Here’s a look after a few coats. You’ll notice it’s still bleeding through but I’m happy enough with that for now, I just wanted a white wash to improve the look:
Things are starting to come together and you should be feeling pretty good about the whole thing by now.
5. Install power cable with an RCD Breaker for sockets and lighting
Let’s be clear – you don’t need to run a professional power supply but it’s safer, there’s no tripping over power leads, and injury from electric shock is significantly reduced by doing things properly. In my article previously of how to run a power cable to your shed you can see the entire process. The idea of the breaker is simply you can control your power better. You can have the lights and sockets on a different circuit so you can safely isolate your power.
I chose to surface mount my cables in a conduit. I thought this was appropriate for a workshop and office space. IF you feel your space is more office and summerhouse garden room then you may feel hosing the cables in the second step a better option. I wen’t with simple LED strip lights for maximum brightness and minimal costs.
6. Consider heating options
If you decided on an RCD you can now safely consider electrical heating such as a space heaters or table top heaters will work nicely in an office.
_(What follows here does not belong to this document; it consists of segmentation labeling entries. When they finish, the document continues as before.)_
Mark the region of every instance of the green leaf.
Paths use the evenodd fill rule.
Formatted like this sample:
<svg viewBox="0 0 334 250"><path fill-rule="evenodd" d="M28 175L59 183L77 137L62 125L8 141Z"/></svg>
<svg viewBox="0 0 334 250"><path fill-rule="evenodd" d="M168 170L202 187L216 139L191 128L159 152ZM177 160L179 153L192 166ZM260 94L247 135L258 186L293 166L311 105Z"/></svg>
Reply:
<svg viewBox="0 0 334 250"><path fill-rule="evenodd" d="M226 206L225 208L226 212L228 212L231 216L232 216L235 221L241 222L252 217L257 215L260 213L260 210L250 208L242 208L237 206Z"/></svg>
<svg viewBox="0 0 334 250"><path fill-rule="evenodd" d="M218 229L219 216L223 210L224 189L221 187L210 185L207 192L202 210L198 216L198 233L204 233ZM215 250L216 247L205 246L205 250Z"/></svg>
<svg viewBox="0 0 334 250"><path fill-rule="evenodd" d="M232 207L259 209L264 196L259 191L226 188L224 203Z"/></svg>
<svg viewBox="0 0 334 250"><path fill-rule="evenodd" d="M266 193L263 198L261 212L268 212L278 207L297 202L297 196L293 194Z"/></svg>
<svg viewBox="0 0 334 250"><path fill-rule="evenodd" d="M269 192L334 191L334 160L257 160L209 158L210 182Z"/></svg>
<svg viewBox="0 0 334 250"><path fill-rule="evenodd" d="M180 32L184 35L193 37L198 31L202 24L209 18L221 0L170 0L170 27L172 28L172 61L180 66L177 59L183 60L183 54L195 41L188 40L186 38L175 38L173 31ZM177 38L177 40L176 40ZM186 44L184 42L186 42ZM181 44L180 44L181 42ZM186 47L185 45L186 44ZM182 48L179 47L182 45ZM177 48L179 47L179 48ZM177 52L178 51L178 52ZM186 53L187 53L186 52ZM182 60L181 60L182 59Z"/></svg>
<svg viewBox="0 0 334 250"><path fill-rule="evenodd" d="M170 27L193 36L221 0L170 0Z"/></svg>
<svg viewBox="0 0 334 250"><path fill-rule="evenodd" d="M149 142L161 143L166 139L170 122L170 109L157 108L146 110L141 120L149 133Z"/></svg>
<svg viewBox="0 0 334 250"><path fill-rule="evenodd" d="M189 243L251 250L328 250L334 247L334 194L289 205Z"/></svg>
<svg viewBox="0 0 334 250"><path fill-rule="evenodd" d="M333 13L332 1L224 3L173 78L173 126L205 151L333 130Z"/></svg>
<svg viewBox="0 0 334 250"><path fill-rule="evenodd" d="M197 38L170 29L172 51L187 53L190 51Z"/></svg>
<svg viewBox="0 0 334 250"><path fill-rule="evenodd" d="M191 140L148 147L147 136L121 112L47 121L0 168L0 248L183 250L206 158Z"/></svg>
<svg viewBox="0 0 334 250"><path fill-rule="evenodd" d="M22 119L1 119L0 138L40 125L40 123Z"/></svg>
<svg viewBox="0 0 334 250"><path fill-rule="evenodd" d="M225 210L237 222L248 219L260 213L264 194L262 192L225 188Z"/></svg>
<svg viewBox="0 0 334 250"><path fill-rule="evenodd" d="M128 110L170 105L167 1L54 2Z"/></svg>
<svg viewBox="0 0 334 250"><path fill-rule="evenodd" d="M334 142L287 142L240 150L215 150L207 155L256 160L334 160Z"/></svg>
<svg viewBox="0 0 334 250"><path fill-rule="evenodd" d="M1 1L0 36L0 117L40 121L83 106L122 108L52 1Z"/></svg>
You could even go with oil filled electric radiators. If you’re still using a power cable extension then you will trip the power or blow a fuse easily if you use a blow fan heater.
Given the size of my shed I am going to opt for two big radiators. I’ll run the pipework to the shed and then isolate them so if I am not working in the office then they will not be heated. This will save a fortune in the long run!
How much did this shed insulation and the conversion cost?
A wooden shed the size of a twin garage is going to cost you around £4000-£5000. The insulation in total including boarding cost another £4000. I cut the windows in and they cost me about £400. So for 27m2 you will pay under £10,000. You’l need to consider your shed base and shed alarms for security but other than that this is the entire cost.
Rounding up insulating your shed
I hope this guide to insulating your shed and converting to an office has given you some good ideas regarding planning. You don’t want to spend all this money and not protect your property! I know if this article was available for me before I started then I would have certainly saved money and time on some decisions. In a future article I am going to show you how I cut out and installed two windows to look over the farmland whilst working so stay tuned 🙂
Hello Terry
I have read your helpful review of various space heaters. I have a studio about 30 sq.m in size. I love it but at the moment I am finding it very cold. I read your positive comments about the warmlite convection heater. I looked at it on the Amazon website and comments about it were good apart from when it came to attaching the feet. There were a lot of negative comments about that. I do not have anybody to help with odd jobs so this has made me wary of ordering the warmlite. Did you have any problems.? Perhaps you have advice to offer? I do lots of Textile work in the studio and I love it but I can’t function if I am cold.
Hi Patricia,
I didn’t experience that. They really are just a couple of posidrive screws. Unless the model has changed? Please let me know.